File Input and Output

In this tutorial, we discuss saving an BELT model to disk for later use. We repeat the same calculations as in the previous tutorials, but this time save the model to disk for later use.



In [6]:

    
import numpy as np
import pandas as pd
import matplotlib.pyplot as plt
from fitensemble import belt, example_loader

predictions, measurements, uncertainties = example_loader.load_alanine_numpy()
phi, psi, assignments, indicators = example_loader.load_alanine_dihedrals()

num_samples = 20000  # Generate 20,000 MCMC samples
thin = 25  # Subsample (i.e. thin) the MCMC traces by 25X to ensure independent samples
burn = 5000  # Discard the first 5000 samples as "burn-in"

regularization_strength = 3.0  # How strongly do we prefer a "uniform" ensemble (the "raw" MD)?

Saving to HDF5

The following code builds a model, just like before. However, we now pass a filename argument when we begin the MCMC sampling. This tells PyMC to save the results to disk as an HDF5 database. This is useful for situations where the entire MCMC trace cannot fit in system memory.



In [2]:

    
belt_model = belt.MaxEntBELT(predictions, measurements, uncertainties, regularization_strength)

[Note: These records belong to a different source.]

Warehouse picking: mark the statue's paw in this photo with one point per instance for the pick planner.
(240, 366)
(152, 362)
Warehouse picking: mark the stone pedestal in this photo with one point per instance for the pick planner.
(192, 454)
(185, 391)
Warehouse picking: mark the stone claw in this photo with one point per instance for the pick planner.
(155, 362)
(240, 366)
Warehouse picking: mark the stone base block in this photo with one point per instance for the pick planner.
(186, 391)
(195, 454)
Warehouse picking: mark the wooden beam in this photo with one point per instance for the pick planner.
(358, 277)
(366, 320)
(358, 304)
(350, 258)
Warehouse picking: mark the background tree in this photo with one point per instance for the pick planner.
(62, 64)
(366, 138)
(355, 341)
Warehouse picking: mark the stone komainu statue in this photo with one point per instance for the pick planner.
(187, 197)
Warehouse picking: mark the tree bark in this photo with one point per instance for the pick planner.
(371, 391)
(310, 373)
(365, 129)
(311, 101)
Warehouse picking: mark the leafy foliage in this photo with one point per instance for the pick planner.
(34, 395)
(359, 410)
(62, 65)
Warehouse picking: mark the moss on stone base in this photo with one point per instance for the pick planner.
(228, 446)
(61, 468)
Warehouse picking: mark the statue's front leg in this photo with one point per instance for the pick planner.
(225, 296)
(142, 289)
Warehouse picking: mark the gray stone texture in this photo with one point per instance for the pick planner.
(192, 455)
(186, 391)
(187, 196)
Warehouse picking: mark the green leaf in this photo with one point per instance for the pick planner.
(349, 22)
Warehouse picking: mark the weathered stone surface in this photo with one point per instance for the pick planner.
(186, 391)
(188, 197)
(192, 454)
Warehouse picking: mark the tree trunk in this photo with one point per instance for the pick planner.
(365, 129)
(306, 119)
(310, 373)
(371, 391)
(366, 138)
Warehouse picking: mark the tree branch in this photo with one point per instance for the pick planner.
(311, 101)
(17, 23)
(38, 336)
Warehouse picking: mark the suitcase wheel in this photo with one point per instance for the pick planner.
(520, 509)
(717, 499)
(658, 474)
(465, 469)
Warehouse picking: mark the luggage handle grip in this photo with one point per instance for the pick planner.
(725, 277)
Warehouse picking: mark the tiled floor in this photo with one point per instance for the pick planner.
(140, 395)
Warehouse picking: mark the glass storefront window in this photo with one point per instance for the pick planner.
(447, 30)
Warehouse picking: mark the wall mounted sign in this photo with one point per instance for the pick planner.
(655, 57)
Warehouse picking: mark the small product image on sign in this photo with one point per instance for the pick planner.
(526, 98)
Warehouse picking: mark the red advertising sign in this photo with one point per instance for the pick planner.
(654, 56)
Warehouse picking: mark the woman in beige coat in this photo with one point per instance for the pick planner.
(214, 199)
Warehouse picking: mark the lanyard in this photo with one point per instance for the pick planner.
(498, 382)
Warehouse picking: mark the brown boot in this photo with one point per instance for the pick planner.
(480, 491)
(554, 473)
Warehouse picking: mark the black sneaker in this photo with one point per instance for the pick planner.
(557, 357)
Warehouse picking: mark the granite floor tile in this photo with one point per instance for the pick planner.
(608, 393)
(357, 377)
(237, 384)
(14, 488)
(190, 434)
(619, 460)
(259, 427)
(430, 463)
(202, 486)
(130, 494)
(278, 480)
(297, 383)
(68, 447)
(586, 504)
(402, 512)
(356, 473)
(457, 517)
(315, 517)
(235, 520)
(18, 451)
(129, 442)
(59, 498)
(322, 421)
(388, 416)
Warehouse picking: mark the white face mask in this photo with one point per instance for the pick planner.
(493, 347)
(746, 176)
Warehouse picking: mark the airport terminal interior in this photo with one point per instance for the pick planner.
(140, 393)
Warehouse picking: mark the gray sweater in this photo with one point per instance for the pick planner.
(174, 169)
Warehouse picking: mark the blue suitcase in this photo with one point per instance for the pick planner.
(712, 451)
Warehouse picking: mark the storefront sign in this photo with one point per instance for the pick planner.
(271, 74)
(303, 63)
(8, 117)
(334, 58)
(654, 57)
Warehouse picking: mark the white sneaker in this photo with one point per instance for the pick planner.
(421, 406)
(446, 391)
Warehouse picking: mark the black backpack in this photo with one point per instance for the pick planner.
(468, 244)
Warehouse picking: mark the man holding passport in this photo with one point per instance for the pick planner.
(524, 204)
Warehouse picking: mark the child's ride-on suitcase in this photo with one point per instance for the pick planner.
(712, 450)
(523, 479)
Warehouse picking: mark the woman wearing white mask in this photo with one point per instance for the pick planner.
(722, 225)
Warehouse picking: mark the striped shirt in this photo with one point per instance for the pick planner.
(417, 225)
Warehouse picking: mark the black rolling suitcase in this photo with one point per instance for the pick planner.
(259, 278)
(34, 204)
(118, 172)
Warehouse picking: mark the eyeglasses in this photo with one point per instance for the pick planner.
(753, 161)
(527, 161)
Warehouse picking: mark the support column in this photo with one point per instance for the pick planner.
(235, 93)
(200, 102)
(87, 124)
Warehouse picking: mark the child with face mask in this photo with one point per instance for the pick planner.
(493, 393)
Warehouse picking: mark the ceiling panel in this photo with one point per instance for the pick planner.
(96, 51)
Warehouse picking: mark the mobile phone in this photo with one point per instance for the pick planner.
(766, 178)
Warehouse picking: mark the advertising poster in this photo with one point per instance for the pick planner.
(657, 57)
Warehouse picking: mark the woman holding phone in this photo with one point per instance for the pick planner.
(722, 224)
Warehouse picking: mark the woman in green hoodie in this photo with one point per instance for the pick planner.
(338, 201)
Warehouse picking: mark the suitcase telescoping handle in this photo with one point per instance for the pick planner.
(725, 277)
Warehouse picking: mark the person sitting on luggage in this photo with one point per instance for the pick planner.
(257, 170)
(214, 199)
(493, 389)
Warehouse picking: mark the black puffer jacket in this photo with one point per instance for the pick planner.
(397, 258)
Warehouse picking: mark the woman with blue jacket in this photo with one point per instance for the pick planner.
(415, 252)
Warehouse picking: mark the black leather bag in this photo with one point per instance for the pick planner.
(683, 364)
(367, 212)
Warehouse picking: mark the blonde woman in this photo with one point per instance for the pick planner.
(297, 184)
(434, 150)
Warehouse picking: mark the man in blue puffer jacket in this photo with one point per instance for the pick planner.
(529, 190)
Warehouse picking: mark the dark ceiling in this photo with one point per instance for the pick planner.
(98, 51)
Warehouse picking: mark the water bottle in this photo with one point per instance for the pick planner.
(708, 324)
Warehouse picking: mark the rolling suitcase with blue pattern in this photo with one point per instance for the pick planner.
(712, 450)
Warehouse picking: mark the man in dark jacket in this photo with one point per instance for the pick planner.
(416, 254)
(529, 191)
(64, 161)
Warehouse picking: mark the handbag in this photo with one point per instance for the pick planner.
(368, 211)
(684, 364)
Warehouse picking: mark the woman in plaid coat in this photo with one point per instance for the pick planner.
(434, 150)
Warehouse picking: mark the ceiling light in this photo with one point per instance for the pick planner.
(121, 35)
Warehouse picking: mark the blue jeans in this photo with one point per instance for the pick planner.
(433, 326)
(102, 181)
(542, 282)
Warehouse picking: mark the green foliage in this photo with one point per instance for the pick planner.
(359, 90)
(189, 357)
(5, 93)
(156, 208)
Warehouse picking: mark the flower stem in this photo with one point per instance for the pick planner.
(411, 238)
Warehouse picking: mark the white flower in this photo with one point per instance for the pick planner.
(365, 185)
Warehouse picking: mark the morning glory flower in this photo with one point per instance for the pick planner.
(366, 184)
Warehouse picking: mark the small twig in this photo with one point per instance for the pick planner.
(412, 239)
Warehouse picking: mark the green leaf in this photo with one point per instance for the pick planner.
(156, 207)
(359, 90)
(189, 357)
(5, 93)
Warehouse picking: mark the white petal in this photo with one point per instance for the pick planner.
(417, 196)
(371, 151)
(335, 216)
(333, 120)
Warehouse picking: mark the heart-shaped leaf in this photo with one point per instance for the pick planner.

pymc_filename = "trialanine.h5"
belt_model.sample(num_samples, thin=thin, burn=burn,filename=pymc_filename)









    



[****************100%******************]  25000 of 25000 complete

The HDF5 database file trialanine.h5 contains all components necessary to work with your BELT model. This includes

predictions
measurements
uncertainties
The MCMC trace

Loading from HDF5

To load an HDF5 file from disk, use the load() function:



In [3]:

    
belt_model = belt.MaxEntBELT.load("./trialanine.h5")

As we did previously, this model can be used to calculate the MAP conformational populations (p) or a trace (state_pops_trace) of an arbitrary observable:



In [7]:

    
p = belt_model.accumulate_populations()
state_pops_trace = belt_model.trace_observable(indicators.T)

state_pops = state_pops_trace.mean(0)
pd.DataFrame([state_pops],columns=[r"$PP_{II}$",r"$\beta$",r"$\alpha_r$",r"$\alpha_l$"],index=["BELT"])









    Out[7]:






  
    
      
      $PP_{II}$
      $\beta$
      $\alpha_r$
      $\alpha_l$
    
  
  
    
      BELT
       0.556701
       0.389624
       0.050868
       0.002806

As before, we see the conformational populations of our BELT ensemble.